Bahnverkehr mit Zukunft

Verkehr 1983:

Mit Autos überfüllte Innenstädte und stetig länger werdende Verkehrsnachrichten und Staumeldungen im Radio lassen die Autogesellschaft auch 1983 nach Alternativen suchen. Das ungehemmte Wachstum des Individualverkehrs soll auf schmerzlose Weise abgebremst werden.

Öffentliche Verkehrsmittel sollen mit Hilfe modernster Technik schneller und attraktiver werden. Erste Ansätze im Bereich des Schienenverkehrs bieten die neuen Magnetbahnen und Hochgeschwindigkeitszüge.

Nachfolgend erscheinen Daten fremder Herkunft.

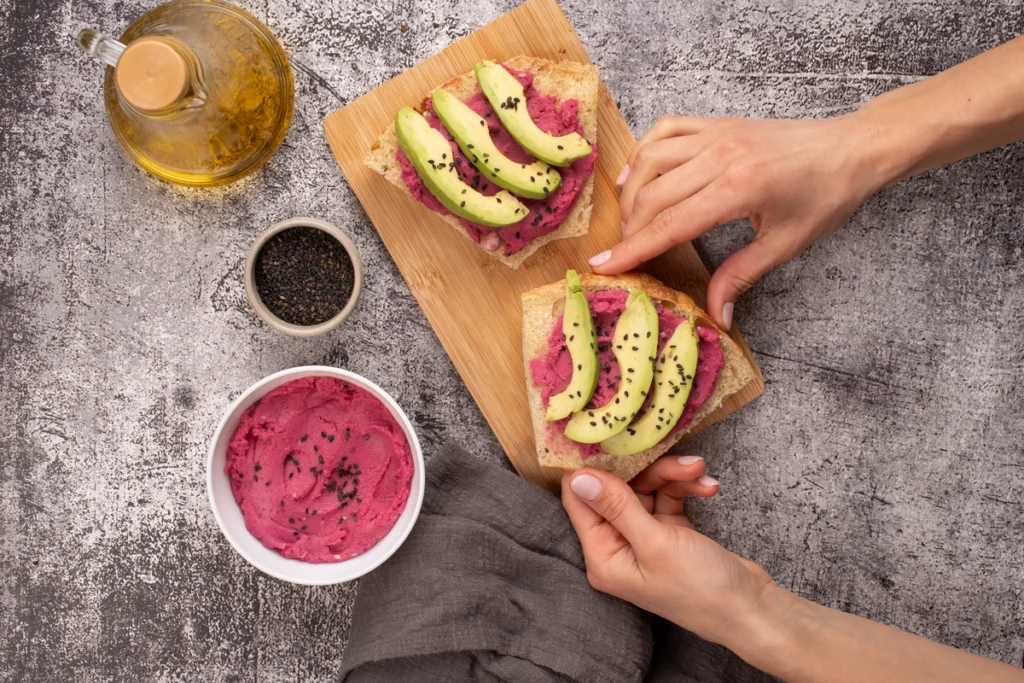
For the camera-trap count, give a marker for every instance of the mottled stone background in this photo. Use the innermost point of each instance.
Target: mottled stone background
(881, 472)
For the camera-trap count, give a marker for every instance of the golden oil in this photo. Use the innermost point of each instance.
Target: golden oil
(233, 104)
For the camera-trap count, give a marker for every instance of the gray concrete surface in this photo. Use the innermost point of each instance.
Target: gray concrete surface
(882, 471)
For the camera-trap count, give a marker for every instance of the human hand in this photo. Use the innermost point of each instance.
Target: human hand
(639, 547)
(796, 180)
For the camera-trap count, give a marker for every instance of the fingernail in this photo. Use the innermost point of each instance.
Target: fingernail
(586, 486)
(621, 180)
(727, 314)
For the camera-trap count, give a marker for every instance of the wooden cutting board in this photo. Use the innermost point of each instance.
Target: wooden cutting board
(471, 300)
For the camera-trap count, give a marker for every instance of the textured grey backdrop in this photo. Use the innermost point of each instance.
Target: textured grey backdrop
(882, 471)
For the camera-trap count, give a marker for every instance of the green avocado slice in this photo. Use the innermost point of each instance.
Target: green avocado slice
(506, 94)
(535, 180)
(634, 344)
(674, 374)
(582, 342)
(430, 154)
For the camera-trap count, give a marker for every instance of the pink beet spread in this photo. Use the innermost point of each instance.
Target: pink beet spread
(321, 469)
(553, 371)
(545, 215)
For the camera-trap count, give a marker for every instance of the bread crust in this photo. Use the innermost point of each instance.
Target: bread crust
(541, 308)
(567, 80)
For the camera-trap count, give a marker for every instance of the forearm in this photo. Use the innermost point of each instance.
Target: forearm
(973, 108)
(798, 641)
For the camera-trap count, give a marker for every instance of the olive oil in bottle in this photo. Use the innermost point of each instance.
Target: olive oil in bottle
(198, 92)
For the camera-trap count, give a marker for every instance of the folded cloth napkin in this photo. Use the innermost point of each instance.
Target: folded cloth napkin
(491, 587)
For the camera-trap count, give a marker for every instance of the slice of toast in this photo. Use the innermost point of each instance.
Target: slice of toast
(541, 309)
(565, 80)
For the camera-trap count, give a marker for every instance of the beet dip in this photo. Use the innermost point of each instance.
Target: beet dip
(321, 469)
(545, 215)
(553, 371)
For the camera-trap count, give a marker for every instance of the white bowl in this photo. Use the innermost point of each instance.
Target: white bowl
(233, 524)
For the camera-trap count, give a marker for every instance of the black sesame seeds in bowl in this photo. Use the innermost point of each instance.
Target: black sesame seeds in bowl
(303, 276)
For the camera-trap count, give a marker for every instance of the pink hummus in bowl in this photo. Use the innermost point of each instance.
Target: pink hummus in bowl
(315, 475)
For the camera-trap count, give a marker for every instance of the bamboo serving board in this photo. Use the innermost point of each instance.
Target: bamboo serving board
(471, 300)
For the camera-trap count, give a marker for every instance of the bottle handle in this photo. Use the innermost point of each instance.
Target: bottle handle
(103, 48)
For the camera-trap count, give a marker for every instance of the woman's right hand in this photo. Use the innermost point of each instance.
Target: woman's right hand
(796, 180)
(639, 547)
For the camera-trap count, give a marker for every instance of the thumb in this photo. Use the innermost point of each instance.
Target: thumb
(612, 500)
(737, 273)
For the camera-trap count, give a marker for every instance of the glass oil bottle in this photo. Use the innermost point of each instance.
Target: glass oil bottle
(198, 92)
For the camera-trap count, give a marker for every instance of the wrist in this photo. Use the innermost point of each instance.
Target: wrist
(768, 637)
(888, 148)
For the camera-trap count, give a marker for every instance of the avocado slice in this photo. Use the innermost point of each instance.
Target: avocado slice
(674, 374)
(535, 180)
(430, 154)
(506, 94)
(635, 344)
(582, 342)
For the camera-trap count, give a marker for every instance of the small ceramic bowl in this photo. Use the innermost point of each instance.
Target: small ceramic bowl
(264, 312)
(232, 524)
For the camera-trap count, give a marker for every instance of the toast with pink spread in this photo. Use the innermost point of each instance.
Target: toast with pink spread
(718, 369)
(561, 98)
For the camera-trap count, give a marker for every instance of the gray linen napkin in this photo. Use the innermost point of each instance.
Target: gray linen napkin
(491, 587)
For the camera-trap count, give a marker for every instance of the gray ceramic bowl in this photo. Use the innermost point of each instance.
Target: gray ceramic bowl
(264, 312)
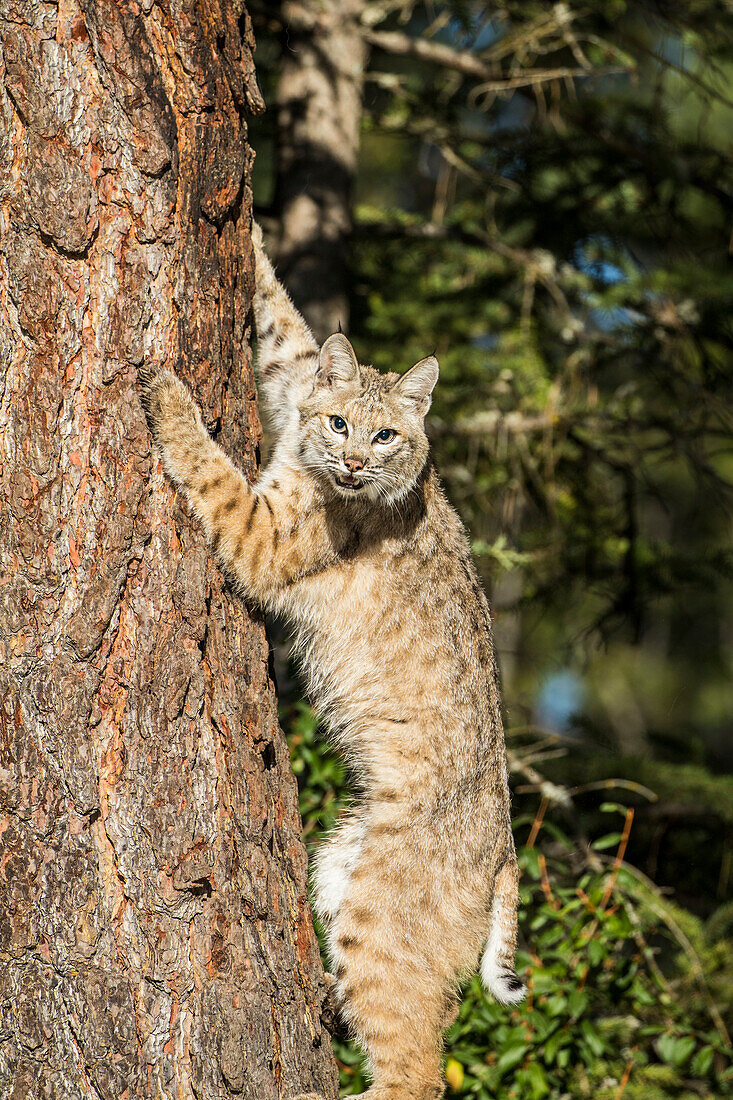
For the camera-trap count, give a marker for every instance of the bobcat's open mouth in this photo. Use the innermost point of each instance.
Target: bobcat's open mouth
(348, 481)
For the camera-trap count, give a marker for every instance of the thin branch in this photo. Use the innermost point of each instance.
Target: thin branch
(469, 64)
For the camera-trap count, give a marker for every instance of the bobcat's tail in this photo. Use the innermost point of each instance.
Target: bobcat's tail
(498, 971)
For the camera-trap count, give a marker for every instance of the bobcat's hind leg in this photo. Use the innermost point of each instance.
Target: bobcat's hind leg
(393, 987)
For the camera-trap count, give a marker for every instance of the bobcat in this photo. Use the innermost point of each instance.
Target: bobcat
(348, 532)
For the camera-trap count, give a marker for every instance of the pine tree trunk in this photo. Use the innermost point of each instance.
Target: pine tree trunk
(155, 938)
(319, 97)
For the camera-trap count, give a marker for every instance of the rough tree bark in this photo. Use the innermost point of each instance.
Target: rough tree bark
(155, 938)
(318, 121)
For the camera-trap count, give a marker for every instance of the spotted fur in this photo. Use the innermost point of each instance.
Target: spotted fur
(353, 539)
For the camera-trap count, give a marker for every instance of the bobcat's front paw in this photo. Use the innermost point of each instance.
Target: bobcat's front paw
(168, 406)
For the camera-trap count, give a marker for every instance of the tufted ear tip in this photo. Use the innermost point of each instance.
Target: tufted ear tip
(337, 363)
(418, 383)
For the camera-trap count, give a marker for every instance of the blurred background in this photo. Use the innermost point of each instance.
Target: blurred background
(543, 194)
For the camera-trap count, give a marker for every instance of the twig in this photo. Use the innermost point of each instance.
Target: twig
(536, 825)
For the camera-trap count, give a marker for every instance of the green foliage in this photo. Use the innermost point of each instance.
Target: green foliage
(624, 987)
(558, 229)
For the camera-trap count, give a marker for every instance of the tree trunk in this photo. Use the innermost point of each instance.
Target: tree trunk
(155, 938)
(318, 122)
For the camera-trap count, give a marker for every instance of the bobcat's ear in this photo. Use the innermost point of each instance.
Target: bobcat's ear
(418, 383)
(337, 363)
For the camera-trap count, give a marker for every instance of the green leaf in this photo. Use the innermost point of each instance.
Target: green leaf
(674, 1051)
(512, 1057)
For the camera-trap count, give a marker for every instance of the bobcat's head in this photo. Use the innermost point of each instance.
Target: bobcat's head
(361, 432)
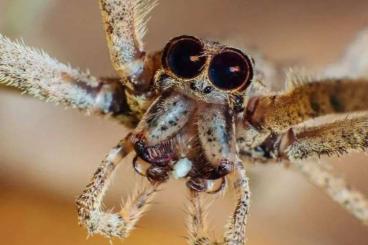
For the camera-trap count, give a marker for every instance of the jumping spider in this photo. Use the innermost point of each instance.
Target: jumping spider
(199, 113)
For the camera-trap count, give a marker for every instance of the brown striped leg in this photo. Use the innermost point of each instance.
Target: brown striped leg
(279, 112)
(125, 26)
(35, 73)
(323, 177)
(235, 233)
(328, 139)
(89, 203)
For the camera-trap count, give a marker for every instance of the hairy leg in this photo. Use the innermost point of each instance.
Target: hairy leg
(37, 74)
(322, 176)
(329, 139)
(125, 26)
(196, 224)
(279, 112)
(89, 203)
(235, 233)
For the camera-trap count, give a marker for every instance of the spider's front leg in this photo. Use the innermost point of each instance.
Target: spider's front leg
(89, 203)
(35, 73)
(301, 143)
(276, 113)
(125, 27)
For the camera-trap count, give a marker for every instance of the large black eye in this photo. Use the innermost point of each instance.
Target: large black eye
(183, 56)
(230, 70)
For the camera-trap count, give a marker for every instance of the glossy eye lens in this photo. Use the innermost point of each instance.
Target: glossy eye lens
(183, 56)
(230, 70)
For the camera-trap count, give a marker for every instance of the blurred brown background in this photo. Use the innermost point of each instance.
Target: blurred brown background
(47, 154)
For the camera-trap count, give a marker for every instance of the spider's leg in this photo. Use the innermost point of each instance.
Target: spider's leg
(305, 101)
(335, 186)
(37, 74)
(89, 203)
(235, 233)
(329, 139)
(196, 224)
(125, 26)
(301, 143)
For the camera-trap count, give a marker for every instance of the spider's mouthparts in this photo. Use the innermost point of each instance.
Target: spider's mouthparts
(160, 154)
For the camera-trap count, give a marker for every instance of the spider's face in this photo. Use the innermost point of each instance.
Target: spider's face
(204, 70)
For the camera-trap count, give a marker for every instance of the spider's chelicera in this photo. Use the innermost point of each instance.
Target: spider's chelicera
(193, 121)
(199, 113)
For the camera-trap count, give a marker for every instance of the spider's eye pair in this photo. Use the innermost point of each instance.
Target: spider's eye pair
(228, 70)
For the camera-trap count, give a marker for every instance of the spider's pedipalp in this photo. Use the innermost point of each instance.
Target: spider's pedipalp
(235, 228)
(196, 223)
(89, 203)
(322, 176)
(36, 73)
(235, 233)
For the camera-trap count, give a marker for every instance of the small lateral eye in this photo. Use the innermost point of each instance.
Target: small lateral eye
(183, 56)
(230, 70)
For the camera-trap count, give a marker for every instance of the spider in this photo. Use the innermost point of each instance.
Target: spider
(200, 112)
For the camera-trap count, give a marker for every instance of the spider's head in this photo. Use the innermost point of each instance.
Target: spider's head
(204, 70)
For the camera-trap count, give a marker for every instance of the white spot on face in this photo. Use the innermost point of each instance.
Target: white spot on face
(182, 168)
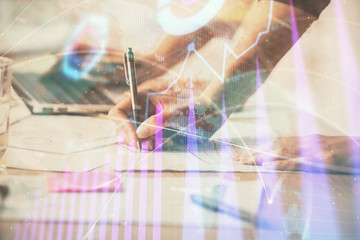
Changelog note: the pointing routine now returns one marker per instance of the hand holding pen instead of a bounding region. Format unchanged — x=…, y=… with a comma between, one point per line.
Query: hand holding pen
x=130, y=75
x=152, y=102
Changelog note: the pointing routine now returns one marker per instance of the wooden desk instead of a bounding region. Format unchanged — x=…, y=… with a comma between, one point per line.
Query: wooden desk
x=319, y=206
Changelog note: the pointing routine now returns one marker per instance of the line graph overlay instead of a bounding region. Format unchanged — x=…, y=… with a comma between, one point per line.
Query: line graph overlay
x=227, y=48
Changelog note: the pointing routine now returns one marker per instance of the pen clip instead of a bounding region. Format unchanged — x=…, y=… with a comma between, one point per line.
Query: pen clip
x=125, y=69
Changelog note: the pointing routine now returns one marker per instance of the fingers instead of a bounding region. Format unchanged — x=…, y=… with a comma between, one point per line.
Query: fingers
x=152, y=125
x=283, y=165
x=125, y=128
x=294, y=164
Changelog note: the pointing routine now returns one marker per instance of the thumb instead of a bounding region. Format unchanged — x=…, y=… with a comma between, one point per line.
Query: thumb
x=150, y=126
x=293, y=164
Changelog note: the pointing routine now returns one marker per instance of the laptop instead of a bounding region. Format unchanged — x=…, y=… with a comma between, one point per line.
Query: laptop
x=74, y=83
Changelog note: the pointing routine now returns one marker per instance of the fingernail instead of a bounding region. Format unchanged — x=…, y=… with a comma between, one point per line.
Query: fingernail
x=140, y=131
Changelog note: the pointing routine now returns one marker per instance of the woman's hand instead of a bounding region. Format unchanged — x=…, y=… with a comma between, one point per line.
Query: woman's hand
x=297, y=153
x=159, y=102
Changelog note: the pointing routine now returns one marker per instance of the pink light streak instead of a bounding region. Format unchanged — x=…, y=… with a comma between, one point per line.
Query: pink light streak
x=157, y=175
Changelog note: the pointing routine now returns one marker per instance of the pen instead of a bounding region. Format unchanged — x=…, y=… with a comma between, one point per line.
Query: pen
x=215, y=205
x=4, y=191
x=130, y=76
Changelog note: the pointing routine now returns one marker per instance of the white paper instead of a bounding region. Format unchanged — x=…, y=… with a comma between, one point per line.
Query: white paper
x=126, y=159
x=62, y=134
x=161, y=200
x=45, y=161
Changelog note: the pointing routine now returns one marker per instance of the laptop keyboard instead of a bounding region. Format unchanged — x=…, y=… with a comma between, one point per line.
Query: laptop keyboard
x=55, y=88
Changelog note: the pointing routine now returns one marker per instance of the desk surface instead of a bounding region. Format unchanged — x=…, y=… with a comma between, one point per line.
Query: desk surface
x=302, y=205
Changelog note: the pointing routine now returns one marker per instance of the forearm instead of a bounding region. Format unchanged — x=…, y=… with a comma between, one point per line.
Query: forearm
x=267, y=34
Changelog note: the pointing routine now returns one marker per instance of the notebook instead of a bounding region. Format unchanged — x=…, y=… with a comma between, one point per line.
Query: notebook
x=73, y=82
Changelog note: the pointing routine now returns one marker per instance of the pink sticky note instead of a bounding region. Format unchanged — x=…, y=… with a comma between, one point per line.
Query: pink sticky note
x=84, y=182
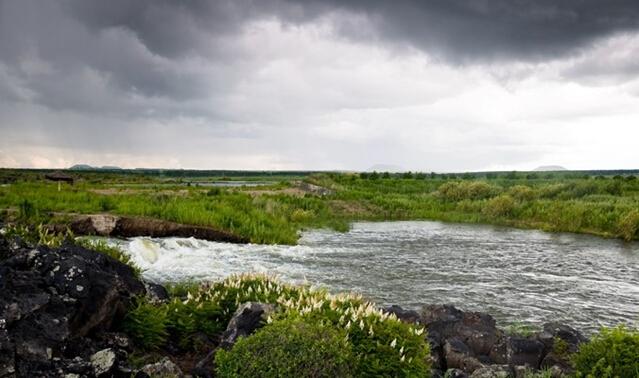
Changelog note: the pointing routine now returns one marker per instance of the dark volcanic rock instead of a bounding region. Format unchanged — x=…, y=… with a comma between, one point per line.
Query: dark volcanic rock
x=560, y=341
x=408, y=316
x=52, y=304
x=449, y=328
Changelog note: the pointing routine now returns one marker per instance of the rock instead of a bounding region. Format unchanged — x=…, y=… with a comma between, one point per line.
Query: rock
x=247, y=318
x=569, y=335
x=55, y=302
x=156, y=293
x=163, y=369
x=459, y=356
x=455, y=373
x=476, y=329
x=524, y=352
x=407, y=316
x=493, y=371
x=560, y=341
x=103, y=361
x=449, y=325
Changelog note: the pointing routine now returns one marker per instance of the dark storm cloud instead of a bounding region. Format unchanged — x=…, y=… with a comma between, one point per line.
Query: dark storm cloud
x=457, y=30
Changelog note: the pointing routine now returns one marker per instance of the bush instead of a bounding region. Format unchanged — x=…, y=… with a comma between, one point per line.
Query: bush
x=111, y=251
x=288, y=348
x=473, y=190
x=521, y=193
x=381, y=344
x=613, y=353
x=147, y=324
x=629, y=225
x=500, y=206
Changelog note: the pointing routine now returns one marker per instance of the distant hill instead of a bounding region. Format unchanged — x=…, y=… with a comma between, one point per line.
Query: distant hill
x=385, y=168
x=549, y=168
x=86, y=167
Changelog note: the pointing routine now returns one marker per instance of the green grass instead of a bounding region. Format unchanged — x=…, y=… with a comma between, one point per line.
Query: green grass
x=603, y=206
x=381, y=345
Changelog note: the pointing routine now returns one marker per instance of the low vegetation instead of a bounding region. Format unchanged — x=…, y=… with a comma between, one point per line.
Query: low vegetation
x=370, y=342
x=278, y=210
x=613, y=353
x=289, y=348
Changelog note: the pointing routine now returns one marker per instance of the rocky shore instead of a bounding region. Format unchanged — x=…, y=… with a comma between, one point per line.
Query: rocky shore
x=60, y=309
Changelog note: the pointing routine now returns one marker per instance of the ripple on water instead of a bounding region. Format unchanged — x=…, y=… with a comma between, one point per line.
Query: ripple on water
x=516, y=275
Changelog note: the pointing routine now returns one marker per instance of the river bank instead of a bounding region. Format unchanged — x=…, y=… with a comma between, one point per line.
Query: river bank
x=70, y=310
x=276, y=213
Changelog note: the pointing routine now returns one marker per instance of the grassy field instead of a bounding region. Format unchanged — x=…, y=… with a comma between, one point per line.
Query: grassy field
x=599, y=203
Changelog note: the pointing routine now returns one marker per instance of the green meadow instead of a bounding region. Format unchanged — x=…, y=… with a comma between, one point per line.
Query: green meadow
x=282, y=206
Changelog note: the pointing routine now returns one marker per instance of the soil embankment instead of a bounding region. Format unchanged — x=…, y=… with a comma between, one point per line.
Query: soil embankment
x=122, y=226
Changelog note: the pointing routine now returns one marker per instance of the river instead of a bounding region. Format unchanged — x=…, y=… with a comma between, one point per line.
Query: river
x=515, y=275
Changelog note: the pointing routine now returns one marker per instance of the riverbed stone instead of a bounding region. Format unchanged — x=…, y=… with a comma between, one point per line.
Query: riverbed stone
x=458, y=355
x=493, y=371
x=48, y=324
x=103, y=361
x=165, y=368
x=455, y=373
x=405, y=315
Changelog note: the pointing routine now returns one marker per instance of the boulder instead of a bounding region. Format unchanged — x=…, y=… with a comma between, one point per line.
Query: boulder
x=459, y=356
x=455, y=373
x=53, y=303
x=493, y=371
x=524, y=352
x=156, y=293
x=103, y=362
x=447, y=325
x=164, y=368
x=560, y=341
x=407, y=316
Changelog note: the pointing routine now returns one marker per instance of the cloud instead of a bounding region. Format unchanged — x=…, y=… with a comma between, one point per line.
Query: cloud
x=427, y=85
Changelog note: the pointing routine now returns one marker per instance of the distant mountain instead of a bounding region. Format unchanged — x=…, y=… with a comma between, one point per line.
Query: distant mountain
x=385, y=168
x=86, y=167
x=549, y=168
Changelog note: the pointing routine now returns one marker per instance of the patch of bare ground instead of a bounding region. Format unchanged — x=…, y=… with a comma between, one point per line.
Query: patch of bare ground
x=128, y=191
x=352, y=208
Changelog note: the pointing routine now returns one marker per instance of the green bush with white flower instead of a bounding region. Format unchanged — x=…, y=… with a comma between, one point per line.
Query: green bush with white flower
x=381, y=344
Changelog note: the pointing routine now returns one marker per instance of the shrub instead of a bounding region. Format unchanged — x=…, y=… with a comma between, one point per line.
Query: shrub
x=500, y=206
x=612, y=353
x=381, y=344
x=521, y=193
x=39, y=235
x=112, y=251
x=474, y=190
x=288, y=348
x=147, y=324
x=629, y=225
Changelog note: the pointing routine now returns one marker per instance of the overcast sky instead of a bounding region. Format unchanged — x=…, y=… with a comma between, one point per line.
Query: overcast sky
x=430, y=85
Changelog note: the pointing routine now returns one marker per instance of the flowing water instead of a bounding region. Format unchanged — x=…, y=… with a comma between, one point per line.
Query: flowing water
x=515, y=275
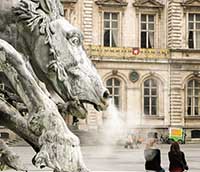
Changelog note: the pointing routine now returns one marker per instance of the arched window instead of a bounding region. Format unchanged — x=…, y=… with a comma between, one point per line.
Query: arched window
x=193, y=97
x=150, y=97
x=113, y=85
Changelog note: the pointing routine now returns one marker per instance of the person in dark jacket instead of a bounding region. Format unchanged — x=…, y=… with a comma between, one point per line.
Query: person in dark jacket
x=152, y=157
x=177, y=162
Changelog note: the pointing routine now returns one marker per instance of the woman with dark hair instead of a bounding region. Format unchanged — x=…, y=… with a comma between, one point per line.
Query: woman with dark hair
x=152, y=157
x=177, y=162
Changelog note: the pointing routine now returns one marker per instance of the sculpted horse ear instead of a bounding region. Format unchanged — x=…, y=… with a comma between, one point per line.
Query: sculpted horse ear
x=51, y=7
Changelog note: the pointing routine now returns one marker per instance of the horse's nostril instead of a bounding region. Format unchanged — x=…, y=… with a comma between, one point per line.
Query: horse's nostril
x=106, y=94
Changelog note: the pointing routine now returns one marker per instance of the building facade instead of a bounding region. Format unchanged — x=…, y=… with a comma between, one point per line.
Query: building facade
x=148, y=55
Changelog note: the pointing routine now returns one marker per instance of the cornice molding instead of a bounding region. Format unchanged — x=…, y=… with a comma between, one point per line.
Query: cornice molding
x=111, y=3
x=191, y=3
x=147, y=4
x=69, y=1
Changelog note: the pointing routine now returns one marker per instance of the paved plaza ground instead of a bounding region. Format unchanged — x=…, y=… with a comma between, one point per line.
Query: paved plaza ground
x=116, y=158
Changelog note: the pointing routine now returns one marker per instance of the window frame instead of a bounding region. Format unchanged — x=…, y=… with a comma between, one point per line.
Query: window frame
x=156, y=26
x=111, y=29
x=147, y=22
x=192, y=98
x=194, y=29
x=150, y=97
x=113, y=87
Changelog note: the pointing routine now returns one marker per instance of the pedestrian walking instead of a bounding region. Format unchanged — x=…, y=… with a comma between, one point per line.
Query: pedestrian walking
x=152, y=157
x=177, y=162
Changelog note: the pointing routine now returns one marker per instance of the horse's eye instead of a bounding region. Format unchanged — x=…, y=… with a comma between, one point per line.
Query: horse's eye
x=75, y=41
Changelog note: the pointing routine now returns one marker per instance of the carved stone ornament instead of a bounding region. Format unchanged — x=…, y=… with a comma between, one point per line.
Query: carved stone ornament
x=148, y=4
x=112, y=3
x=191, y=6
x=134, y=76
x=154, y=5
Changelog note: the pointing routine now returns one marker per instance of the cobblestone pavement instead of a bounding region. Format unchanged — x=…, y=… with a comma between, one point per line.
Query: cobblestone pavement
x=116, y=158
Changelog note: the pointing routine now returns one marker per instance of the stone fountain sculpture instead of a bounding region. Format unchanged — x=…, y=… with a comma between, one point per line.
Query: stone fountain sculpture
x=47, y=58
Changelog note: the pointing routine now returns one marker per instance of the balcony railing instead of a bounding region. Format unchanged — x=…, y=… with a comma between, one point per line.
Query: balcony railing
x=124, y=52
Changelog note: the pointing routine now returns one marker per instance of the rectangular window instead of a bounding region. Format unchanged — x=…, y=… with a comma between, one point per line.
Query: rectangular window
x=194, y=31
x=147, y=31
x=110, y=29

Am 27. Oktober 1983 unternimmt der »Transrapid 06« auf der 31 km langen Versuchsstrecke im Emsland seine erste Ausfahrt. Das Magnetschwebefahrzeug erreicht Geschwindigkeiten bis 400 km/h. Es schwebt – von Elektromagneten gehalten – 1 cm über der Fahrspur. Ein wanderndes elektromagnetisches Kraftfeld beschleunigt und bremst den Zug. Die Probephase des vom Bundesforschungsministerium mit 905 Mio. DM geförderten Projektes soll 1986 abgeschlossen sein.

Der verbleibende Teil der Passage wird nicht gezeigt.